# wirefilter

**Repository Path**: mattu/wirefilter

## Basic Information

- **Project Name**: wirefilter
- **Description**: No description available
- **Primary Language**: Unknown
- **License**: MIT
- **Default Branch**: master
- **Homepage**: None
- **GVP Project**: No

## Statistics

- **Stars**: 0
- **Forks**: 0
- **Created**: 2025-07-06
- **Last Updated**: 2025-07-06

## Categories & Tags

**Categories**: Uncategorized

**Tags**: None

## README

# Wirefilter

[![Build status](https://img.shields.io/travis/com/cloudflare/wirefilter/master.svg)](https://travis-ci.com/cloudflare/wirefilter)
[![Crates.io](https://img.shields.io/crates/v/wirefilter-engine.svg)](https://crates.io/crates/wirefilter-engine)
[![License](https://img.shields.io/github/license/cloudflare/wirefilter.svg)](LICENSE)

This is an execution engine for [Wireshark®](https://www.wireshark.org/)-like filters.

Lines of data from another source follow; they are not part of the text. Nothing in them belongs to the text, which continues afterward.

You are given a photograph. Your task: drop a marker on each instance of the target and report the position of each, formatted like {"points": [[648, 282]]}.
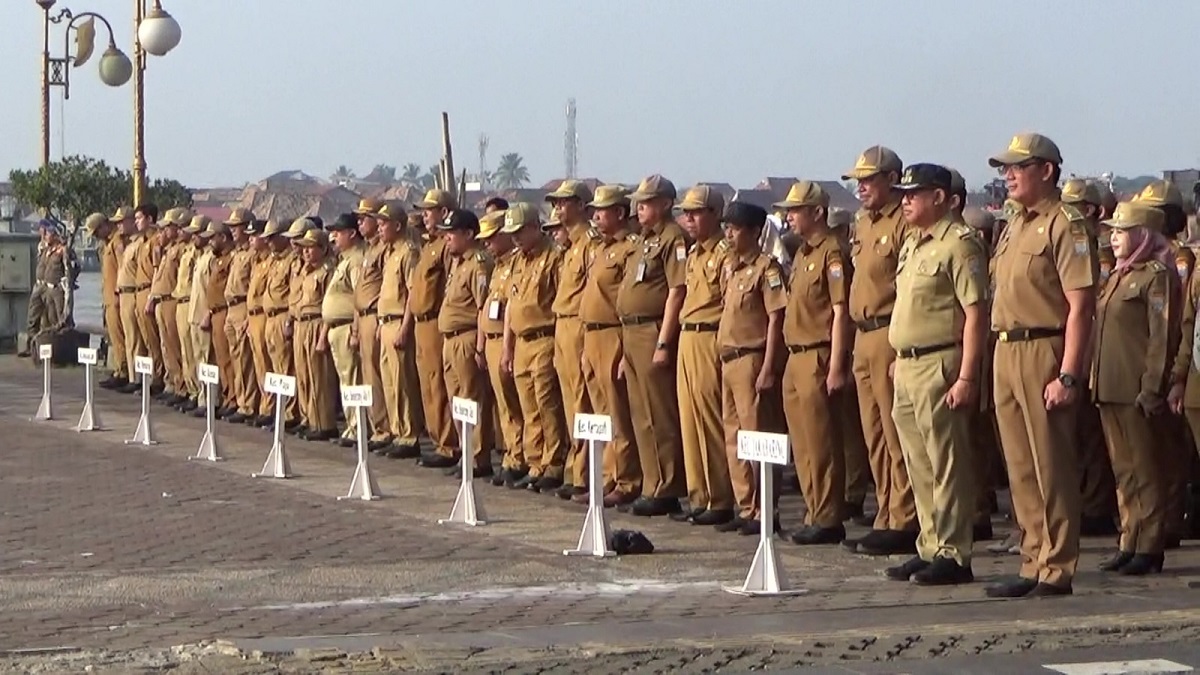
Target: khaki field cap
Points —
{"points": [[874, 160], [702, 197], [1161, 193], [1025, 147], [520, 215], [609, 196], [571, 189], [1137, 214], [804, 193], [435, 198], [653, 186], [1077, 191]]}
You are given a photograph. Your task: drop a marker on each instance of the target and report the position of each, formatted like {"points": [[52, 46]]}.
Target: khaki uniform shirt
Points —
{"points": [[1132, 336], [940, 272], [754, 290], [1044, 252], [874, 251], [817, 284], [534, 286], [654, 269], [703, 274], [466, 291]]}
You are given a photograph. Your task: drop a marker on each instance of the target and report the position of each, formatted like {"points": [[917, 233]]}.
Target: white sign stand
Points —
{"points": [[766, 577], [210, 376], [45, 410], [467, 508], [88, 420], [363, 485], [597, 430], [144, 432], [282, 387]]}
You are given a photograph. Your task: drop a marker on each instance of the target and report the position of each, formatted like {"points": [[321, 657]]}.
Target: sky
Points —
{"points": [[697, 90]]}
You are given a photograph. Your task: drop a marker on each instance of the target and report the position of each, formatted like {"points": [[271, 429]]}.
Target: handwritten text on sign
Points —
{"points": [[358, 396], [759, 446], [465, 410], [593, 428], [208, 374], [280, 384]]}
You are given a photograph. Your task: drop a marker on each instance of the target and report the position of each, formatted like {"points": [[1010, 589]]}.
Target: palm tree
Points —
{"points": [[511, 173]]}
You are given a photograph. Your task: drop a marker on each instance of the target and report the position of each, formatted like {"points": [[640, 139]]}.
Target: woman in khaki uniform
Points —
{"points": [[1135, 315]]}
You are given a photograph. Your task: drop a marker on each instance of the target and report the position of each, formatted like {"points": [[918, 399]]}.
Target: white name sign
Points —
{"points": [[760, 446], [280, 384], [208, 374], [593, 428], [358, 396], [465, 410]]}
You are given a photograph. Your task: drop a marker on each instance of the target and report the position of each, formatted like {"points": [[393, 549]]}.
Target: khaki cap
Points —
{"points": [[571, 189], [804, 193], [435, 198], [520, 215], [653, 186], [239, 216], [874, 160], [1161, 193], [609, 196], [1079, 191], [1025, 147], [1137, 214], [702, 197]]}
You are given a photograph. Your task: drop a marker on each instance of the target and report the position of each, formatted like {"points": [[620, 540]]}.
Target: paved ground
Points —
{"points": [[111, 555]]}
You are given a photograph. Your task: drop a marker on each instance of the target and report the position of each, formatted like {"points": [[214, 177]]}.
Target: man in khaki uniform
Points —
{"points": [[1044, 274], [940, 334], [425, 302], [699, 377], [651, 296], [568, 202], [397, 358], [529, 348]]}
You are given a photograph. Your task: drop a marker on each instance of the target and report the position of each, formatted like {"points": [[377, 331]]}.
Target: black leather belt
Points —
{"points": [[1026, 334], [917, 352]]}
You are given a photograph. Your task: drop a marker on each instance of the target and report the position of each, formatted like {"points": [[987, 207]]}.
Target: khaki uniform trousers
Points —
{"points": [[508, 404], [937, 453], [316, 378], [601, 356], [873, 358], [369, 370], [1043, 470], [744, 407], [702, 420], [1140, 482], [817, 446], [149, 329], [397, 369], [435, 399], [463, 378], [346, 365], [654, 410], [541, 406], [241, 359], [568, 347], [133, 345], [168, 332]]}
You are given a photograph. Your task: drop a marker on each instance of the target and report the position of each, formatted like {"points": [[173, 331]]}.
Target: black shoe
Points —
{"points": [[943, 572], [905, 571], [1116, 562], [1017, 587], [1143, 563]]}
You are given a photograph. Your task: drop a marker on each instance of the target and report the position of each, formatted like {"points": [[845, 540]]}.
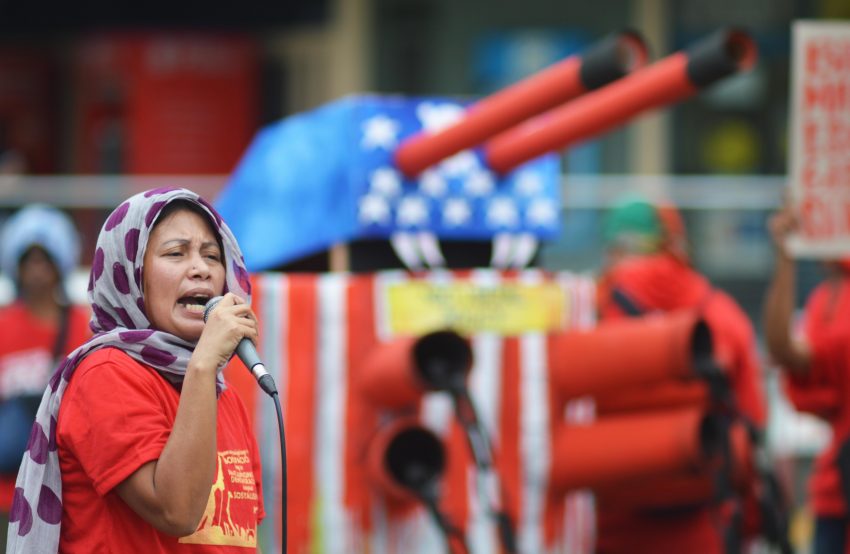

It contains public APIs for parsing filter syntax, compiling them into
an executable IR and, finally, executing filters against provided values.

## Example

```rust
use wirefilter::{ExecutionContext, Scheme, Type};

fn main() -> Result<(), Box<dyn std::error::Error>> {
    // Create a map of possible filter fields.
    let scheme = Scheme! {
        http.method: Bytes,
        http.ua: Bytes,
        port: Int,
    };

    // Parse a Wireshark-like expression into an AST.
    let ast = scheme.parse(r#"
        http.method != "POST" &&
        not http.ua matches "(googlebot|facebook)" &&
        port in {80 443}
    "#)?;

    println!("Parsed filter representation: {:?}", ast);

    // Compile the AST into an executable filter.
    let filter = ast.compile();

    // Set runtime field values to test the filter against.
    let mut ctx = ExecutionContext::new(&scheme);

    ctx.set_field_value(scheme.get_field("http.method").unwrap(), "GET")?;

    ctx.set_field_value(
        scheme.get_field("http.ua").unwrap(),
        "Mozilla/5.0 (Windows NT 10.0; Win64; x64; rv:66.0) Gecko/20100101 Firefox/66.0",
    )?;

    ctx.set_field_value(scheme.get_field("port").unwrap(), 443)?;

    // Execute the filter with given runtime values.
    println!("Filter matches: {:?}", filter.execute(&ctx)?); // true

    // Amend one of the runtime values and execute the filter again.
    ctx.set_field_value(scheme.get_field("port").unwrap(), 8080)?;

    println!("Filter matches: {:?}", filter.execute(&ctx)?); // false

    Ok(())
}
```

## Fuzzing

There are fuzz tests in the fuzz directory.

Install afl:

```
cargo install afl --force
```

Build `bytes` fuzz test:

```
cd fuzz/bytes
cargo afl build
```

Run fuzz test (from inside `fuzz/bytes` directory):

```
cargo afl fuzz -i in -o out ../../target/debug/fuzz-bytes
```

If you see an error like:

```
Looks like the target binary is not instrumented!
```

Try deleting the compiled binary and re-building with `cargo afl build`.

## Licensing

Licensed under the MIT license. See the [LICENSE](LICENSE) file for details.